Monday, September 18, 2000 - 9:30am - 10:25am
Keller 3-180
Sanjeev Khudanpur (Johns Hopkins University)
From Startrek to Star Wars and through much of science fiction, seamlessness is a recurrent theme in human computer interfaces -- communicating with machines the way we communicate with other human beings. Thanks to advances in the last two decades, this vision is closer to reality than one may suspect. Yet, we are not around the corner from a day when an automated agent participates at a conference table by taking notes and digging out facts from a database in response to spoken cues. This talk focuses on the speech recognition aspect of human computer interaction.

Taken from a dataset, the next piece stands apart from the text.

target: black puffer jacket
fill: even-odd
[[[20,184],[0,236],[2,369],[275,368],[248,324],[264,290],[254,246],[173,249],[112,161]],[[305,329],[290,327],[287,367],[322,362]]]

This introductory presentation will begin with an overview of the evolution and the state of the art in automatic speech recognition. It will then illustrate the application of statistical modeling, optimization techniques and abstract algebra in transforming what was perceived as a pipe dream in the early seventies into a dictation system available today on a personal computer for $99 plus taxes. Classification and regression trees, hidden Markov models, multivariate Gaussian distributions, nonparametric estimation and finite state automata theory are but a few of the keystones in this ongoing march to success.

While it is only a matter of time before products employing speech recognition will be ubiquitous as the telephone, several challenging problems remain in this field. While the rest of the workshop will dwell in depth upon many of these problems, this presentation will serve to familiarize the mathematicians in the audience with engineering aspects of automatic speech recognition.